One of Larson's last conversations at the Marysville Community Food Bank before he left for his next scheduled destination was with Linda Varon, who lives right next door to the Food Bank.
"I only get $39 a month in food stamps because I get $900 in Social Security disability benefits, so I'm rich," Varon said sarcastically. She nonetheless expressed her appreciation to Larson for his support of the food stamp program, and to the volunteers of the Food Bank for their friendly assistance. "I can't say enough good things about them. By the middle of the month, I've run out of money to eat, but because I'm on blood thinners, I have to maintain a steady, healthy diet."
When Varon asked Larson, "Do the Congressmen who want to cut food stamps think we're abusing them, or that we're eating too much?" Larsen answered, "Yes and yes."

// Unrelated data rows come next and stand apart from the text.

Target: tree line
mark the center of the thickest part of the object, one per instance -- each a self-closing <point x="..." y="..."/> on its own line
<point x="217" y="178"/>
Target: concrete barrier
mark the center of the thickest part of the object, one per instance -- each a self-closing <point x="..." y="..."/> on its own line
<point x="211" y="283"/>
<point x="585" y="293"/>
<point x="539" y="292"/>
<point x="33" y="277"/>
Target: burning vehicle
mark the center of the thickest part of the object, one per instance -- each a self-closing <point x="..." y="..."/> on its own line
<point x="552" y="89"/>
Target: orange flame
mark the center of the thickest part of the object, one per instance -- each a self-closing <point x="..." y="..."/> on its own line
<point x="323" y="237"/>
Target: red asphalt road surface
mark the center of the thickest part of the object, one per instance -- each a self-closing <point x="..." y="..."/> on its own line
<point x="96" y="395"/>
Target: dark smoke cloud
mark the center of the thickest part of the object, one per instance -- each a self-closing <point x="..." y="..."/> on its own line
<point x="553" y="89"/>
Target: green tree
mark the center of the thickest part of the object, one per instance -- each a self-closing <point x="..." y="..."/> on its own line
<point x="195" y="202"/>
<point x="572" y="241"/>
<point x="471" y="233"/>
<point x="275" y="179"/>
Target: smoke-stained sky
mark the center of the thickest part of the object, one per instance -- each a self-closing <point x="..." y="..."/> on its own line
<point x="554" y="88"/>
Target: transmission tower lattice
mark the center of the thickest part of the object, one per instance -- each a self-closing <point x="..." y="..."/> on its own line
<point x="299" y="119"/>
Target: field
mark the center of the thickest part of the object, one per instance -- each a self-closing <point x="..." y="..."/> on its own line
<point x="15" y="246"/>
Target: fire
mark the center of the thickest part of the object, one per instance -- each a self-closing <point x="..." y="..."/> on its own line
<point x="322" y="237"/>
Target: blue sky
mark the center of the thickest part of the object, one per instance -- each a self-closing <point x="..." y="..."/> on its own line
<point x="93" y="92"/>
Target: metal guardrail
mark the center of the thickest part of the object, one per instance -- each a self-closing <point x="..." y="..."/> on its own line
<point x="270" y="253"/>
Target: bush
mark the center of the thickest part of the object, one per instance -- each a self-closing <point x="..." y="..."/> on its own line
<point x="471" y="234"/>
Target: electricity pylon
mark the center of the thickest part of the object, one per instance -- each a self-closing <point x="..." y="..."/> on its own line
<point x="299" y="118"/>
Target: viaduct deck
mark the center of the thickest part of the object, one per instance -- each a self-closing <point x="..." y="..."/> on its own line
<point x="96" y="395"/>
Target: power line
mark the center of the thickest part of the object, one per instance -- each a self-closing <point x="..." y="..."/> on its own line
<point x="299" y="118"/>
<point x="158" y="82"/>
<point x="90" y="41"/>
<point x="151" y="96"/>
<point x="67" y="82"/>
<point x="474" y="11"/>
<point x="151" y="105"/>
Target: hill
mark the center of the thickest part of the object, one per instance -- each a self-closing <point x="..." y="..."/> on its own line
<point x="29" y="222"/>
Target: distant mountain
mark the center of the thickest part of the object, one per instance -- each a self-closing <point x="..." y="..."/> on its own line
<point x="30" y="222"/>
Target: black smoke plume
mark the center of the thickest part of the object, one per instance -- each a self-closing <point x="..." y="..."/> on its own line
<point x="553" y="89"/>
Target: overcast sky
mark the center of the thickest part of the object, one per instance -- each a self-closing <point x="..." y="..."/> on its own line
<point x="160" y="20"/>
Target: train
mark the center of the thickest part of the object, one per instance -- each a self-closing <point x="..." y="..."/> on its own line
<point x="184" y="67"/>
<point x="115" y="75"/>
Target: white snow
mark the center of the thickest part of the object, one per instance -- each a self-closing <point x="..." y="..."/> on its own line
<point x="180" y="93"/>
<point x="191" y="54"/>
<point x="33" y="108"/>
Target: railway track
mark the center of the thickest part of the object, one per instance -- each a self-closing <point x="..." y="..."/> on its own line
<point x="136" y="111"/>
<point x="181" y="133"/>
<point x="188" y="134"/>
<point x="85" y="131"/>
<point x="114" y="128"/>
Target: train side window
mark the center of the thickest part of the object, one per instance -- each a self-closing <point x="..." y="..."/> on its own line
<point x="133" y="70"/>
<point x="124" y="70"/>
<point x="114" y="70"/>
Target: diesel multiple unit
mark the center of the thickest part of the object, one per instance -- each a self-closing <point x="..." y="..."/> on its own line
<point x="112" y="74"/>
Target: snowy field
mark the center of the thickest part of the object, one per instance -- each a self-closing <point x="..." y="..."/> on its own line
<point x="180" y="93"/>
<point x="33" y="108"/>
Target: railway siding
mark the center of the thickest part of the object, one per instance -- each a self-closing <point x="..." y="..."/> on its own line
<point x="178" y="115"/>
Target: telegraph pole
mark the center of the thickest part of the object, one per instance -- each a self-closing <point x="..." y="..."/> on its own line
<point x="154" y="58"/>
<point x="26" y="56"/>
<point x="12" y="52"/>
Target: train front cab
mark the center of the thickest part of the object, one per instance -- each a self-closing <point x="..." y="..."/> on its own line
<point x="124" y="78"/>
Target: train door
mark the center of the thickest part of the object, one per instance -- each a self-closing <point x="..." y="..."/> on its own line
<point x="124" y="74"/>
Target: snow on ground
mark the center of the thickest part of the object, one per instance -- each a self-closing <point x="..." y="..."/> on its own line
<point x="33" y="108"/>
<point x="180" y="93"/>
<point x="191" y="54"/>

"They're so far removed from what it's like not to have anything to eat," Varon said. "Years ago, I was a single mom, and before I got my first food stamps in the mail, I couldn't afford to give my son real meat. He'd go to my mom's house and say, 'Grandma has salad,' like it was exotic. With food stamps, I was able to tell him, 'Now we'll have salad too.'"
"I can't imagine that my colleagues in Congress who want to cut this program don't have food banks in their own districts," Larsen said.
"If it takes 24 bags of groceries to feed the average family in need, only one of those would be able to be supplied by charity organizations," said Wong, the public policy manager for Northwest Harvest, a statewide food distribution organization which distributes to 19 food banks and other meal programs in Larsen's 2nd Congressional District alone.
"There's not enough from the private sector to make up the difference, because they have to look at their own bottom line," Lane said. "When kids lose these programs, it affects school budgets, because they rely on that reimbursement as well."